Friday, 23 March 2007

Web Services and securing access to large datasets

One of the challenges for the DEWS project has been transfer of large datasets using web services. This is a well known problem in the web services world but is complicated in this case by how we secure the transfer. The conflict in our case comes here:

  • For DEWS we want to use standards where possible. So for securing web services this has been interpreted as use SOAP with WS-Security. We would like to use digital signature where possible. [Message confidentiality may be required but is likely to be impracticable for transfer of large datasets for performance reasons. - We want to be able to authenticate clients downloading data but we accept we can't stop an attacker listening on a port as data is accessed. This may sound weak but at least if clients are authenticated it means an attacker can't initiate retrieval of a dataset of their choosing. They can only listen out for an authorised users request.]
  • ... but we're using the Geoserver (implementation of OGC Services) to serve some of our datasets. It doesn't use SOAP (uses a more RESTful style interface) and it's not secured.
To address this we've created a Gatekeeper web service. This acts as a proxy for Geoserver protecting it by applying security constraints to requests before passing on through valid ones to Geoserver.  We've built the Gatekeeper using a standard WebSphere based web service. It uses WS-Security to give us digital signature and can be run over https to give confidentiality where necessary.
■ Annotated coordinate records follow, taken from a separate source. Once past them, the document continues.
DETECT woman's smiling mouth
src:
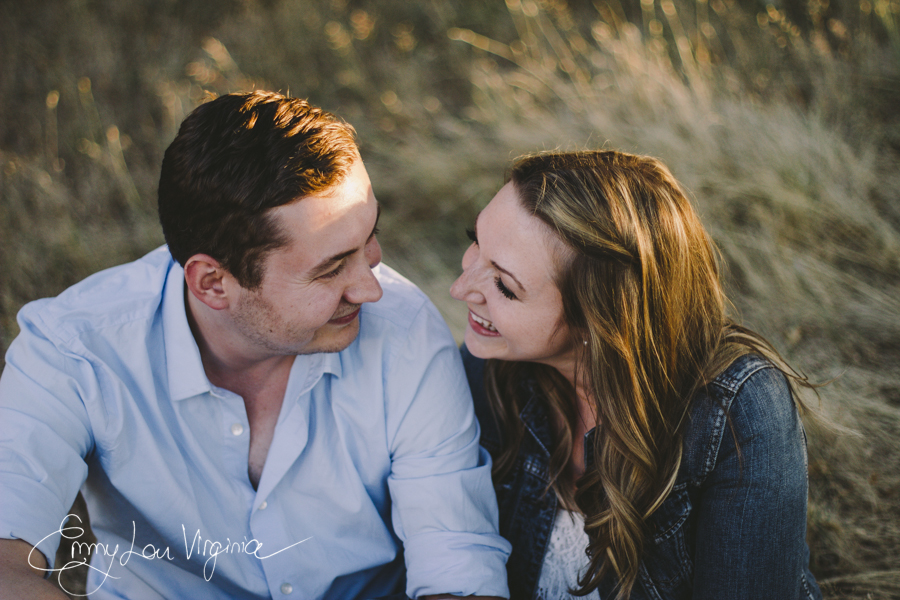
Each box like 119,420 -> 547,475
469,310 -> 500,336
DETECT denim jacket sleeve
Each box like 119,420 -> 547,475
684,355 -> 821,600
Transfer of a large binary dataset is fine if you leave out the Gatekeeper and our adoption of WS-Security(!). - Geoserver receives a http request by GET or POST and returns the binary data back along the same channel setting the data type so that the client will understand.

Now with the Gatekeeper and a SOAP interface placed between Geoserver and the client it's not as straightforward. Tooling like WebSphere generates client and server stubs that expect SOAP in - SOAP out not SOAP in binary data out as we would want.

Unfortunately we've needed some decisions quickly to this problem. The options we've considered are:

  • SOAP in binary data out: adapt interface to return binary data back instead of a SOAP response.
  • Use SOAP attachments
  • Do transfer out of band of the web service - SOAP response returns a data download uri for later retrieval by the client.

Taking them in Turn...

SOAP in Binary Data out

Tooling for SOAP based web services creates interfaces that expect SOAP not binary data. To go with this we would need some way to modify the server output and client response. This can be considered a black box for WebSphere and I suspect for other alternatives such as Axis.  Even if we got it working it's not a standards based solution.

SOAP Attachments

This keeps us standards based but which technology do we adopt? MTOM seems the one to go for but no one on the technical team has much experience with this or any other alternative for SOAP attachments? ... something else?
More importantly can it cope with 120Mb datasets(!) - probably not but maybe we could divide the dataset into smaller chunks. Also, how do we handle error recovery? Is there a built in mechanism? Taking both these things into account implies some intelligence on the part of the client and so a more heavyweight solution on the client side. This is something we want to avoid. The client should be as simple as possible so that potential users of the system have minimum overhead to get set up and connected.

We definitely need to know more about the limitations of this solution when applied to large datasets.

Out of Band Transfer

Handle the transfer of the binary data outside the bounds of the web service by returning to the client a URI to the dataset.

The advantages are that it's a simple solution and there are existing tools to handle download and error recovery.  Immediately there are security concerns with this though. An attacker could snoop the URI of the dataset returned by the Gatekeeper. This first problem can easily be addressed by encrypting the channel using https. This still leaves the main problem with this idea: how does the server authenticate the client making a request to the URI? If it can't do this anyone can download the data.

Added to this is the fact that the preferred method of retrieval from Geoserver in our case is GET rather POST. GET is preferred because it will be more straightforward for the client. This decision rules out one possible solution, that is to use XML security to sign the POST message. Besides if we went with this, why don't we dispense with the Gatekeeper's SOAP interface and use a REST style one? ... but we've already said that we want to stick to standards where possible and WS-Security is what we've picked here.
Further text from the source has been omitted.